Food Year's Resolution #1

My first accomplishment? Jarring my own tomato sauce! My friend, C, has done it before, so I invited her over for moral support (and wine, loads of wine!) Believe it or not, this is not as overwhelming as it might seem...

Here's what we purchased at the farmer's market, loads of organic tomatoes and sweet basil.



This tomato was just too cute to eat!




Smush, smush, smush.




Stirring loads of garlic! (Can't have enough garlic.)




The sauce simmers....




Then we sealed the jars in boiling water.




Look how pretty they are! Counting down the days until January when I can eat them!








But first, dinner for me and C!

Sunday, September 09, 2007

Oh Britney

I had such high hopes for you, girl!

My so-called domestic life


Over the past few months, I have been transitioning from the free-spirited life of being a renter into the responsible (though still spirited) life of being a homeowner. Looking around my new space, I realized that it looked like a college student lived in my condo, not an official Capital-A-dult.

I decided to do something.
I bought a rug.
A real, grown-up rug.
Funny, though, but the decision was agony. It tooks week of thinking and discussions with friends, "Should a rug really cost $300????" (Um, yes, they all said. Three hundred is nothing for a good rug.) It was a more complicated process than buying the condo.
And it's only one rug.*
I suppose taking out a hugenormous loan that I'll pay back with my blood, sweat, and tears over the next 30 years is far more abstract and far less real than the concrete feeling of buying a rug. And for a gal who's accustomed to picking up furniture others have abandoned on the city streets, $300 for a rug is a huge deal.
Still it's funny, though.
*Let's not get into the agony over buying table lamps, end tables, chairs, dining room tables, bookshelves....

Thursday, September 06, 2007

Food-Year's Resolutions



I just finished reading Barbara Kingsolver's inspiring, Animal, Vegetable, Miracle, which is her family's year-long (really life long!) journey into eating local, organic, seasonal food. Virtually all of their food they harvest themselves (living on a small farm) or acquire from local farmers. They make all of their food themselves (no prepackaged, sugar-laden, trans fat-filled goodies for them!) and cooking and eating become a way for their family and friends to come together. The book chronicles their story and also raises questions about the immorality of the food industry in the United States.

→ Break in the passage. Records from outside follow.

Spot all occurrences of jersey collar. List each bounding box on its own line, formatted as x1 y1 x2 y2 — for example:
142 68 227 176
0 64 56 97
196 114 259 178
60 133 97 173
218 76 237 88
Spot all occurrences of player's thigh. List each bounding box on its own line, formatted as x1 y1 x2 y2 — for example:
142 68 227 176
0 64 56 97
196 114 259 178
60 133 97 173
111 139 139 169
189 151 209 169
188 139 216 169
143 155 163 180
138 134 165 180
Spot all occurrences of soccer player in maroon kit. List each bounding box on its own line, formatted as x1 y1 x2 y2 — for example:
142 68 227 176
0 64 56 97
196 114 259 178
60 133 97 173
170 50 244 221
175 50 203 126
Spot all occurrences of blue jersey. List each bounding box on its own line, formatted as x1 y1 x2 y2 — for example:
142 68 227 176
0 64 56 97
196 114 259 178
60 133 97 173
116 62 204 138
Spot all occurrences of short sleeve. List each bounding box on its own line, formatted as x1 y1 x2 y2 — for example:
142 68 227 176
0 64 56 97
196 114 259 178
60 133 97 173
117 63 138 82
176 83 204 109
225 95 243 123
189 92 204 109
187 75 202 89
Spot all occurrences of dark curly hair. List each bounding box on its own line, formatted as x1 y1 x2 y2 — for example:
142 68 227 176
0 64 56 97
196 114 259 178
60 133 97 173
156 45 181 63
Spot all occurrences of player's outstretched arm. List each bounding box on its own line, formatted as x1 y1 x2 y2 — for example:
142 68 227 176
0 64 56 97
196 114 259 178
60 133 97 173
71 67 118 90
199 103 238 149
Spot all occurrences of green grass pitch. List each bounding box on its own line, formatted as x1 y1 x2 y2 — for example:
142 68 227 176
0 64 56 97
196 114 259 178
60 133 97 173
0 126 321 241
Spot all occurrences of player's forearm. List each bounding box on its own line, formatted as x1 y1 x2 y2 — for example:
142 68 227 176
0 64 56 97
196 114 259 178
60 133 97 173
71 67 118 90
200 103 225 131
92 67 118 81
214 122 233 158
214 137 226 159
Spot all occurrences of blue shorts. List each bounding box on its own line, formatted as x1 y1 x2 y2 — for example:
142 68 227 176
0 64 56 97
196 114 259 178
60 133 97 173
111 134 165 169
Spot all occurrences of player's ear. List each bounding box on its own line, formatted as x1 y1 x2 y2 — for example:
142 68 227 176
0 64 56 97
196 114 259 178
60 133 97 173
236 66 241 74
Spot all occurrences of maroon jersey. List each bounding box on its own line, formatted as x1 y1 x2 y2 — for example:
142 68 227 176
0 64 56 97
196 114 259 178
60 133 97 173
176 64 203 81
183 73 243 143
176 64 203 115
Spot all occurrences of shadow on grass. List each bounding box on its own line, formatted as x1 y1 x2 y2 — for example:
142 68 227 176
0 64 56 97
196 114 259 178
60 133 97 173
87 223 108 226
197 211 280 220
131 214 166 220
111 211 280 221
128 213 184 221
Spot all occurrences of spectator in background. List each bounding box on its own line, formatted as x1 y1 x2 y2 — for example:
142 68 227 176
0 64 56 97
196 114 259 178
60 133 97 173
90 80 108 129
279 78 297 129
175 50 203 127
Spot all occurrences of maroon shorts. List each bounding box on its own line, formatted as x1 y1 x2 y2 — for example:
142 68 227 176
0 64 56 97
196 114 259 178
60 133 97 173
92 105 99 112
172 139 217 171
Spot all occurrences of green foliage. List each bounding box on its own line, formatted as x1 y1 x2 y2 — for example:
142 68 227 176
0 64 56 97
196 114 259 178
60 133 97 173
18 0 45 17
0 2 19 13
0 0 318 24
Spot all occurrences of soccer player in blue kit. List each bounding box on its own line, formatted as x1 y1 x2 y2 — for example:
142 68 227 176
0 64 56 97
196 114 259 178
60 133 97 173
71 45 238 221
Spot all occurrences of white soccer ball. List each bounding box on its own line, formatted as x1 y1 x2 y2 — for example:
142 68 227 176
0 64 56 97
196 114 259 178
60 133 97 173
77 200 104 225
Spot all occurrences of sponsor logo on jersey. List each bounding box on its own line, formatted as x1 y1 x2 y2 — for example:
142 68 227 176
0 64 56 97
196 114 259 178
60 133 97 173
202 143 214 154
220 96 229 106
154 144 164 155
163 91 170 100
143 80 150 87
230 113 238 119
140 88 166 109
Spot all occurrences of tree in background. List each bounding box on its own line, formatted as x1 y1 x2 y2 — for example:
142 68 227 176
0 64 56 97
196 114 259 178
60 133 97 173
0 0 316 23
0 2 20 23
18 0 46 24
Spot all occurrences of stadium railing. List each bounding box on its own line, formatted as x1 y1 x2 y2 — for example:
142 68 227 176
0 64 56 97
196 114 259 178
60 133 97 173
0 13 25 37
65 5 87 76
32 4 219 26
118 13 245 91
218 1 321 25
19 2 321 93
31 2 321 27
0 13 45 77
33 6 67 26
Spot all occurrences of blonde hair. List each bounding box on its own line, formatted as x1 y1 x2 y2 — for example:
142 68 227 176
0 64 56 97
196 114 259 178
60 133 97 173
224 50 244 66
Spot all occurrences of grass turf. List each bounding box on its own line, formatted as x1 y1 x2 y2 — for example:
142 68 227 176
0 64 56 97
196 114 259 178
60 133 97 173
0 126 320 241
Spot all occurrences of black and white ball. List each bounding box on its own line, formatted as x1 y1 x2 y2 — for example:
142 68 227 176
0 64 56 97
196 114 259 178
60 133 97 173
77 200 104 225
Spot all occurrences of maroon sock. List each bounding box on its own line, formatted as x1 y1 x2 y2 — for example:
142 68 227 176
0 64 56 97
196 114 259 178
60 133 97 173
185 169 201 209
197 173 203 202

Now, I don't live on a farm, but it's forced me to re-evaluate my own eating habits. Kingsolver doesn't demand that everyone do exactly what she and her family have done, but she does (with the writing help of her husband, Steven, and oldest daughter, Camille) give simple suggestions and compelling arguments for all of us to eat the way humans have eaten for much of our history as a species. For me, on the cusp of autumn, I won't be able to accomplish some of my food goals until summer returns, but I've decided to set some "Food-Year's Resolutions" for the upcoming seasons:

  1. Cook a whole chicken. (This might sound odd to some of you, but as a person who was a vegetarian for 12 years, this is big for me!)
  2. Can something (probably tomatoes or preserves)
  3. Frequent my farmer's market more regularly (we have the fortune of having a year-round one here in Oakland, and it's only a mile from my house!)
  4. Make pumpkin soup that doesn't start with a can
  5. Stop buying meat/poultry/eggs that isn't grass fed or free range
  6. Commit to buying organic dairy
  7. Cut as much processed foods as possible out of my diet (something I'm already doing, but there's still room for improvement!)
  8. Try a new recipe twice a month
  9. Cook -- and eat -- fresh asparagus (FYI: I loathe asparagus, but I'm willing to give this Spring vegetable another try)

Monday, September 03, 2007

I pinky swear with all of you

I've arrived at this place with my writing where the next inevitable step (if I don't want to wind up like Emily Dickinson, dead and unknown, with my stories wrapped up in pretty, pink bows) is to start sending stuff out to get rejected publishers.

You heard it here first. Watch this space.